Research

Economic experts pessimistic about German growth in near future

11.12.2025, 15:21

By Alexander Sturm, dpa

The German economy is going to need longer than anticipated to get back on track, according to a leading economic institute, which sharply downgraded its growth forecasts for the next two years on Thursday.

Researchers at the Munich-based ifo Institute expect the economy to grow by 0.8% in 2026 and 1.1% in 2027, down by 0.5 percentage points each compared to the last projection in September, a forecast largely echoed by other economic institutes.

Ifo researchers also revised their forecast for the current year, expecting gross domestic product (GDP) to grow by merely 0.1%, down from 0.2%.

Germany's export-driven economy has been hit hard by US tariffs imposed by the Trump administration while trying to recover from two consecutive years of recession in 2023 and 2024.

Global trade headwinds and competition from China are all weighing on the country's industrial base, while consumers are grappling with rising prices.

"The German economy is adapting only slowly and at great expense to the structural shift through innovation and new business models," said Timo Wollmershäuser, head of forecasts at ifo.

"In addition, companies and start-ups in particular are hindered by bureaucratic hurdles and an outdated infrastructure."

The conservative-led government of Chancellor Friedrich Merz is planning to invest billions in the coming years to update the country's crumbling infrastructure as well as in defence, but ifo experts and other institutes believe structural reforms are needed to achieve a long-term economic revival.

Researchers have been pushing for measures to bring down energy costs and social spending as well as slashing red tape.

While forecasts by other economic institutes, including the Kiel Institute for the World Economy (IfW) and the RWI-Leibniz Institute for Economic Research, are in line with the ifo projections, the German government's own economic forecast is more optimistic, projecting GDP to grow by 1.3% and 1.4% in 2026 and 2027, respectively.

The Halle Institute for Economic Research also expects a slight upswing.

"The many structural problems in the welfare system, excessive bureaucracy and the lag in artificial intelligence and other modern technologies are causing Germany's economy to tread water,"said IfW President Moritz Schularick.

Challenges are manifold

Tariffs imposed by US President Donald Trump on EU imports after he took office in January are expected to dampen German economic growth by 0.3 percentage points in 2025 and by 0.6 percentage points in 2026, according to ifo.

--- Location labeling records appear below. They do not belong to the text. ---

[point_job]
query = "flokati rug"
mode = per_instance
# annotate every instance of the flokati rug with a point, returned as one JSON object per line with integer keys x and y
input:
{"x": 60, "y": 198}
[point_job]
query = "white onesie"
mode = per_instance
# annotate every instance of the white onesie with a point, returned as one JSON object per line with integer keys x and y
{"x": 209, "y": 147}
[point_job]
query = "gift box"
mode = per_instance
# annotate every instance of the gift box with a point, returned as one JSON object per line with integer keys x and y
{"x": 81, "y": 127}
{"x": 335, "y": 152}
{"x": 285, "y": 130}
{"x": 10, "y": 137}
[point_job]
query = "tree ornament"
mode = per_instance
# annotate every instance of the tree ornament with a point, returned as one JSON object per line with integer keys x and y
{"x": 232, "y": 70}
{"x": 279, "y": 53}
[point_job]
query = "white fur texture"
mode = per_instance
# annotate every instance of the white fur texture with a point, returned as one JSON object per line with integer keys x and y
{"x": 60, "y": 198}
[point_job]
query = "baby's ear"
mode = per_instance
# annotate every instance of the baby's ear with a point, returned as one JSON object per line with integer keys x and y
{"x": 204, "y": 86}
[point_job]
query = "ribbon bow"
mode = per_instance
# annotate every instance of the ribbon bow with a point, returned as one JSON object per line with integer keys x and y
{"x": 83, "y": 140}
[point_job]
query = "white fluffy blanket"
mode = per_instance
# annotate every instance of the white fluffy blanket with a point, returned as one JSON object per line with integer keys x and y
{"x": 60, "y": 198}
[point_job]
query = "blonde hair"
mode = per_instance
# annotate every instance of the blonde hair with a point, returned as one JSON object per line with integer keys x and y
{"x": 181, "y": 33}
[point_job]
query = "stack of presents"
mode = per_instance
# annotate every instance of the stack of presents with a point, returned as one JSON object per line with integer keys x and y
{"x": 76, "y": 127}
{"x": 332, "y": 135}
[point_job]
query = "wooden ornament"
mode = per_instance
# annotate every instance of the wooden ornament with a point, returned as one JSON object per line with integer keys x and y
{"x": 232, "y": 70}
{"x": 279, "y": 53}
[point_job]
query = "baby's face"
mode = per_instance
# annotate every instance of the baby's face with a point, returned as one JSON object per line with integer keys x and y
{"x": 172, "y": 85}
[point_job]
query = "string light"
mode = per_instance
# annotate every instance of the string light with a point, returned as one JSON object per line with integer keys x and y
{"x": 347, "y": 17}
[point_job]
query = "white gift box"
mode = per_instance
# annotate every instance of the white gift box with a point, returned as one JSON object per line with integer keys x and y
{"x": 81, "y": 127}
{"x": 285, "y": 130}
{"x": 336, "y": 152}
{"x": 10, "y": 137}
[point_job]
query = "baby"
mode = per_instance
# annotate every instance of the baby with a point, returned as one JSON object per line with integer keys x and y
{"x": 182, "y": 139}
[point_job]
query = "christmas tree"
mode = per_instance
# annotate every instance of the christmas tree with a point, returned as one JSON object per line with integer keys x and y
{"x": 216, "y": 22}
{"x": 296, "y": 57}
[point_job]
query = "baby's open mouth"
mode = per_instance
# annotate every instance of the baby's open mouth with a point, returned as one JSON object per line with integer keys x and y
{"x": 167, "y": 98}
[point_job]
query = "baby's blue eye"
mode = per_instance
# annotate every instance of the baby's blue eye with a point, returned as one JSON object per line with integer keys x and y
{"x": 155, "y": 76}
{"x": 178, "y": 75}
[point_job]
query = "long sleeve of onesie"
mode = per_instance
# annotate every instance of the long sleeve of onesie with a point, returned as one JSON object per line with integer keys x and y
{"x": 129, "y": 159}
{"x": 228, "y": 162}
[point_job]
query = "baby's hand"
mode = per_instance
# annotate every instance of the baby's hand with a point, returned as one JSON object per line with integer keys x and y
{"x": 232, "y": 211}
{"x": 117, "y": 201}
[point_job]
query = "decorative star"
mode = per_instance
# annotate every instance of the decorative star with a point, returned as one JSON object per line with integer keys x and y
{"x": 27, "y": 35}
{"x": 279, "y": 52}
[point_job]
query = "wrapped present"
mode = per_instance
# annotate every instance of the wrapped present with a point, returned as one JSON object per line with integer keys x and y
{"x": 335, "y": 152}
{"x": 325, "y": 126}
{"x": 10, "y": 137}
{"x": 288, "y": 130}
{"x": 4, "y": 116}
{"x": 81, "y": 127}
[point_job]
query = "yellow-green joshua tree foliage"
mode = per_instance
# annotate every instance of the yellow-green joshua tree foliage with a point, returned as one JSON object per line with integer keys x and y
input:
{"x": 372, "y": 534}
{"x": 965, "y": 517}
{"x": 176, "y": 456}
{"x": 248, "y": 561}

"The uncertainty caused by the tariffs remains high, even though the acute conflicts between the US and the EU have been defused," Wollmershäuser noted.

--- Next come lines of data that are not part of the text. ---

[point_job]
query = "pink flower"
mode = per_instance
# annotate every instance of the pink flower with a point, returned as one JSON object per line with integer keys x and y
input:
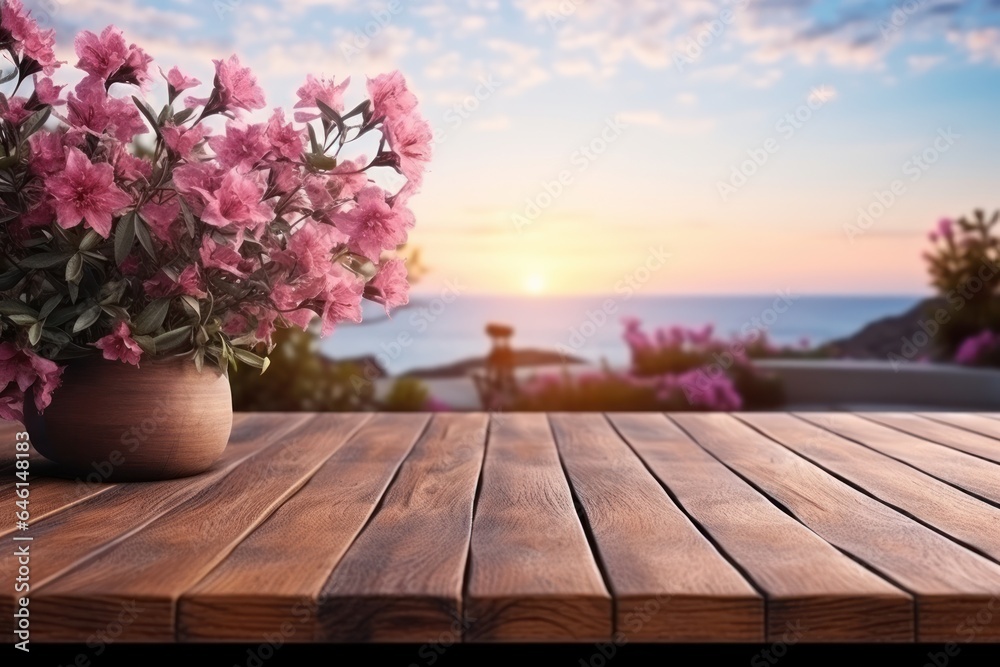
{"x": 410, "y": 139}
{"x": 390, "y": 96}
{"x": 90, "y": 107}
{"x": 242, "y": 147}
{"x": 324, "y": 90}
{"x": 180, "y": 81}
{"x": 286, "y": 141}
{"x": 19, "y": 370}
{"x": 161, "y": 218}
{"x": 236, "y": 202}
{"x": 390, "y": 286}
{"x": 120, "y": 346}
{"x": 372, "y": 225}
{"x": 86, "y": 191}
{"x": 47, "y": 92}
{"x": 16, "y": 25}
{"x": 235, "y": 88}
{"x": 187, "y": 283}
{"x": 221, "y": 257}
{"x": 184, "y": 140}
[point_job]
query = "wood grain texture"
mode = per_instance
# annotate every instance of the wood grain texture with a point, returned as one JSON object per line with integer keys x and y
{"x": 153, "y": 567}
{"x": 668, "y": 581}
{"x": 956, "y": 467}
{"x": 402, "y": 578}
{"x": 969, "y": 422}
{"x": 93, "y": 524}
{"x": 941, "y": 433}
{"x": 809, "y": 584}
{"x": 269, "y": 584}
{"x": 949, "y": 581}
{"x": 925, "y": 498}
{"x": 166, "y": 418}
{"x": 532, "y": 576}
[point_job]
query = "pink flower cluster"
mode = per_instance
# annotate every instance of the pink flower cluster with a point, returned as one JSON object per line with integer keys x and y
{"x": 241, "y": 224}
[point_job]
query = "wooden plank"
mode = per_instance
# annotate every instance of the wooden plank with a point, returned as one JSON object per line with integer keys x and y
{"x": 92, "y": 525}
{"x": 943, "y": 434}
{"x": 668, "y": 580}
{"x": 969, "y": 422}
{"x": 956, "y": 467}
{"x": 951, "y": 583}
{"x": 925, "y": 498}
{"x": 151, "y": 568}
{"x": 532, "y": 576}
{"x": 269, "y": 584}
{"x": 402, "y": 578}
{"x": 810, "y": 585}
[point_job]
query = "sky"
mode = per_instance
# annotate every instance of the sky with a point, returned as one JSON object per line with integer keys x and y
{"x": 699, "y": 147}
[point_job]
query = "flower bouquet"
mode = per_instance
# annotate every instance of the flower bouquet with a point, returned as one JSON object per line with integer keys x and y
{"x": 176, "y": 239}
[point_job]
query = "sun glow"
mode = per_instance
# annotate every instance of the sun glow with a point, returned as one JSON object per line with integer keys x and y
{"x": 534, "y": 284}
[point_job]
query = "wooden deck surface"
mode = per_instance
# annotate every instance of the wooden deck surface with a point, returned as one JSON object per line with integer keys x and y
{"x": 868, "y": 527}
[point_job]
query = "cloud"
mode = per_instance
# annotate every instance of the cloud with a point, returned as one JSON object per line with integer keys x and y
{"x": 667, "y": 125}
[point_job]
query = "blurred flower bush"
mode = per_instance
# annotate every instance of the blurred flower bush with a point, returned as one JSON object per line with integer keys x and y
{"x": 204, "y": 245}
{"x": 673, "y": 369}
{"x": 964, "y": 268}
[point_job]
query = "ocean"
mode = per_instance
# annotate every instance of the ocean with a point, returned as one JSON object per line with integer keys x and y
{"x": 434, "y": 331}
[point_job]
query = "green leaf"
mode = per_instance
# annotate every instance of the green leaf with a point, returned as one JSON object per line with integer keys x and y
{"x": 49, "y": 306}
{"x": 124, "y": 237}
{"x": 23, "y": 320}
{"x": 148, "y": 113}
{"x": 35, "y": 333}
{"x": 250, "y": 359}
{"x": 14, "y": 307}
{"x": 90, "y": 240}
{"x": 145, "y": 240}
{"x": 89, "y": 317}
{"x": 44, "y": 260}
{"x": 74, "y": 268}
{"x": 171, "y": 340}
{"x": 151, "y": 318}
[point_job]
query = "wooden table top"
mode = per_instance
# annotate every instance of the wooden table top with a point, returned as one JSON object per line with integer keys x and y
{"x": 530, "y": 527}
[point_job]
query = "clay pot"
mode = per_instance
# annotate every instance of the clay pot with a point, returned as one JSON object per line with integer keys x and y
{"x": 118, "y": 422}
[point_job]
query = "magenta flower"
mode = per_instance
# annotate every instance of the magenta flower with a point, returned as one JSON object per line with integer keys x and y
{"x": 410, "y": 139}
{"x": 86, "y": 192}
{"x": 324, "y": 90}
{"x": 19, "y": 30}
{"x": 390, "y": 96}
{"x": 235, "y": 88}
{"x": 19, "y": 370}
{"x": 120, "y": 346}
{"x": 372, "y": 224}
{"x": 236, "y": 202}
{"x": 390, "y": 286}
{"x": 221, "y": 257}
{"x": 286, "y": 141}
{"x": 92, "y": 108}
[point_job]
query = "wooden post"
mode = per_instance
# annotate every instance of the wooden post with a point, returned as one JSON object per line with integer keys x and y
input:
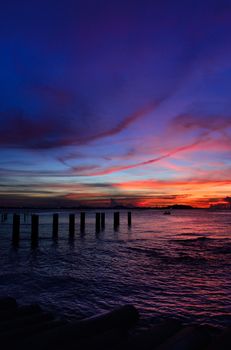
{"x": 16, "y": 229}
{"x": 102, "y": 221}
{"x": 71, "y": 225}
{"x": 97, "y": 222}
{"x": 82, "y": 221}
{"x": 129, "y": 218}
{"x": 34, "y": 229}
{"x": 55, "y": 225}
{"x": 116, "y": 220}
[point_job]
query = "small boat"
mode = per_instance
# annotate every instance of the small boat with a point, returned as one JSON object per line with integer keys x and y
{"x": 167, "y": 212}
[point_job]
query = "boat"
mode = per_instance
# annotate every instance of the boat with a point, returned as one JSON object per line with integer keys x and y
{"x": 167, "y": 212}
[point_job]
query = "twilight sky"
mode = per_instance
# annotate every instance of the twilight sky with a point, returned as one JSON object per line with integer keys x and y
{"x": 120, "y": 101}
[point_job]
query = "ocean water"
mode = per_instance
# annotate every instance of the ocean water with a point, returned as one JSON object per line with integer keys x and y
{"x": 167, "y": 266}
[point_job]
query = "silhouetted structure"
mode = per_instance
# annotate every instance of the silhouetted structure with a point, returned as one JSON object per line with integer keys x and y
{"x": 34, "y": 229}
{"x": 97, "y": 222}
{"x": 55, "y": 225}
{"x": 71, "y": 225}
{"x": 82, "y": 222}
{"x": 16, "y": 229}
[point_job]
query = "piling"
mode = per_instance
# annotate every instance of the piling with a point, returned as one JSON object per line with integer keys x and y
{"x": 129, "y": 218}
{"x": 34, "y": 229}
{"x": 55, "y": 225}
{"x": 97, "y": 222}
{"x": 116, "y": 220}
{"x": 82, "y": 222}
{"x": 102, "y": 217}
{"x": 16, "y": 229}
{"x": 71, "y": 225}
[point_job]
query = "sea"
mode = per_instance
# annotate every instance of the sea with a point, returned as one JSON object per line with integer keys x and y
{"x": 176, "y": 266}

Even though the trade agreement between Washington and the bloc reached earlier this year managed to prevent a full-blown trade war, EU businesses are still faced with higher tariffs than under the previous administration of president Joe Biden.

A baseline levy of 15% applies on most goods, plus higher tariffs on steel and aluminium, for example.

While the global economy is expected to grow by an average of 2.5% per year between 2025 and 2027, German industry will not benefit from this trend and will continue to lose competitiveness, according to ifo.

Measures planned by the government to boost growth are expected to help in the short term, but are not sufficient to expand the economy's production capacity in the long term, it said.

Researchers expect a growth effect of 0.3 percentage points in 2026 and 0.7 percentage points in 2027.

"The German economy is losing momentum because the workforce potential, corporate investment, and productivity growth are declining," Wollmershäuser said.

"Without structural reforms, there is a risk of further erosion of the business location. Measures are needed that strengthen the supply of labour through additional incentives to increase working hours or participation in the labour market, and boost productivity through comprehensive digitalization, and simplification of the state system."